Chinese research ship docks in Sri Lanka after postponement amid India’s concern
Yuan Wang 5 was welcomed by Sri Lankan port officials and Chinese officials from the ship company at the Hambantota port.
The ship was originally set to arrive Aug. 11 but Sri Lanka’s foreign ministry asked to postpone the docking until further consultations took place. The ministry said last weekend that the ship was given permission to dock in Hambantota until Aug. 22. It said the two sides had agreed the ship would keep its identification systems on and would not carry out any research activities while in Sri Lanka waters.
Sri Lanka said it was postponing the ship’s arrival because of concerns raised with the ministry but didn’t identify who had raised them. Security concerns of neighboring India over the ship’s proximity to its southern borders likely factor in.
India on Monday gifted a maritime reconnaissance aircraft to Sri Lanka to strengthen its maritime security. The Indian embassy said Sri Lanka’s navy and air force personnel who were trained India will operate the aircraft with operational support from Indian personnel.
“The aircraft would act as a force multiplier, enabling Sri Lanka to tackle multiple challenges such as human and drug trafficking, smuggling and other organized forms of crime in its coastal waters more effectively. Induction of the aircraft is timely in view of the current challenges to Sri Lanka’s maritime security,” the embassy said.

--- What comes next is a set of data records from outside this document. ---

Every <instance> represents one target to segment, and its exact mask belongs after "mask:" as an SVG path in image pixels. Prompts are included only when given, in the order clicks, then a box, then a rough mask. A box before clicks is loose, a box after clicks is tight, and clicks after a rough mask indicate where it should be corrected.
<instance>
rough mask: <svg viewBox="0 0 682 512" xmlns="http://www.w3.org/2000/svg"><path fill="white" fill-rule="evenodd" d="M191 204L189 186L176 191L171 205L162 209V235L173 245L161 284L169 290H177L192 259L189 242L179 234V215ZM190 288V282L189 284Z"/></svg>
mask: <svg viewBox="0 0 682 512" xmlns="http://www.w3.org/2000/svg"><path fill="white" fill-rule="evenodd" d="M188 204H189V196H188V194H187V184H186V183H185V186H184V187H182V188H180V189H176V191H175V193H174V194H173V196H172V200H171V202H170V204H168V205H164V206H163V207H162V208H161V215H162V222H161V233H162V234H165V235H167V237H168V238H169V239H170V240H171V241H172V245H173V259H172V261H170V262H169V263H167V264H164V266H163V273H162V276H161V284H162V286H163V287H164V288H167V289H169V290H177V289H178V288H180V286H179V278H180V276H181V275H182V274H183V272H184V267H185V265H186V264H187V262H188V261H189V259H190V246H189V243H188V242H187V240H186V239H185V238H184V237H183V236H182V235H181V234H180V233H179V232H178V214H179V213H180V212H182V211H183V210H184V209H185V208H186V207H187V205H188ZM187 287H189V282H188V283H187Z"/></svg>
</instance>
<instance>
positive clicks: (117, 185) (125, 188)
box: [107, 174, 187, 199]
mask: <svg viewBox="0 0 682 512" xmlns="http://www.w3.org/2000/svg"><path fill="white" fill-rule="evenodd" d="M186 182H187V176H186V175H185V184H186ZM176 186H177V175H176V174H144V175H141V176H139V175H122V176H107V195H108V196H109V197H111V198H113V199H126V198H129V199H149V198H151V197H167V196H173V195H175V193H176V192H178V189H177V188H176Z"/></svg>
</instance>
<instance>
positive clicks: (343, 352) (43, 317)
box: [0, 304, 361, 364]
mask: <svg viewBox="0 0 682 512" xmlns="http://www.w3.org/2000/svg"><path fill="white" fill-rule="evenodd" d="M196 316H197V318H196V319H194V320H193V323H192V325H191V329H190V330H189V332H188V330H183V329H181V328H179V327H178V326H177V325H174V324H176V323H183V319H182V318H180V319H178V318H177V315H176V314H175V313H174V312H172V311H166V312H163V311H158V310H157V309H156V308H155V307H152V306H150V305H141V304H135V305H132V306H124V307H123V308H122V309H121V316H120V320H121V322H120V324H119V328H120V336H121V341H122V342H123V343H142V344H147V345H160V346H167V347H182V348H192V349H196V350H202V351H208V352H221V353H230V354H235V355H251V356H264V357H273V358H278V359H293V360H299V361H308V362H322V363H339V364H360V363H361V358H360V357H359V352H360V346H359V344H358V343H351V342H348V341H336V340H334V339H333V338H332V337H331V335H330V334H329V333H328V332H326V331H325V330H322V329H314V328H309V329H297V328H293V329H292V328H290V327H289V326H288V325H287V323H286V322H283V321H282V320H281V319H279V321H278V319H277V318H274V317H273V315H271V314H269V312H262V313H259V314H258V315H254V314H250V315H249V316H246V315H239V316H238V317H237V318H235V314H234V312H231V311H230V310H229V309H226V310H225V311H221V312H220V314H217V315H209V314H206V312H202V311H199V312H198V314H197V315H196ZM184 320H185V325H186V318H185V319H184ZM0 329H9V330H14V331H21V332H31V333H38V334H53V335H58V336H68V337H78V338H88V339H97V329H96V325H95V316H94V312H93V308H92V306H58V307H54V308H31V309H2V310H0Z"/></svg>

India’s foreign ministry spokesperson Arindam Bagchi said last week that India was aware of a planned visit by the vessel and that it carefully monitors any development that affects its security and economic interests and will take all measures to safeguard them.
China has been vying to expand its influence in Sri Lanka, which sits along one of the busiest shipping routes in what India considers part of its strategic backyard.
India has provided crucial assistance including food, fuel, medicines and cooking gas to the Indian Ocean nation as it struggles with an economic meltdown amid a severe foreign currency crisis. At the same time, China’s agreement to restructure its infrastructure loans to Sri Lanka is vital for the country to be able to reach a bailout program with the International Monetary Fund.
China has lent Sri Lanka billions of dollars for development projects, some of which have been criticized as having little practical use. They include Hambantota port, which Sri Lanka leased to China in 2017 because it could not pay back the loan.
“Given the geopolitical dynamics in the region and Sri Lanka’s heavy vulnerability on the economic front, Sri Lanka is playing with two fires at a diplomatic level,” said international affairs analyst Ranga Kalansooriya.
He said while Sri Lanka is unable to discount both the regional powers, its President Ranil Wickremesinghe is tasked not only with salvaging the country’s economy but also maintaining a diplomatic balance.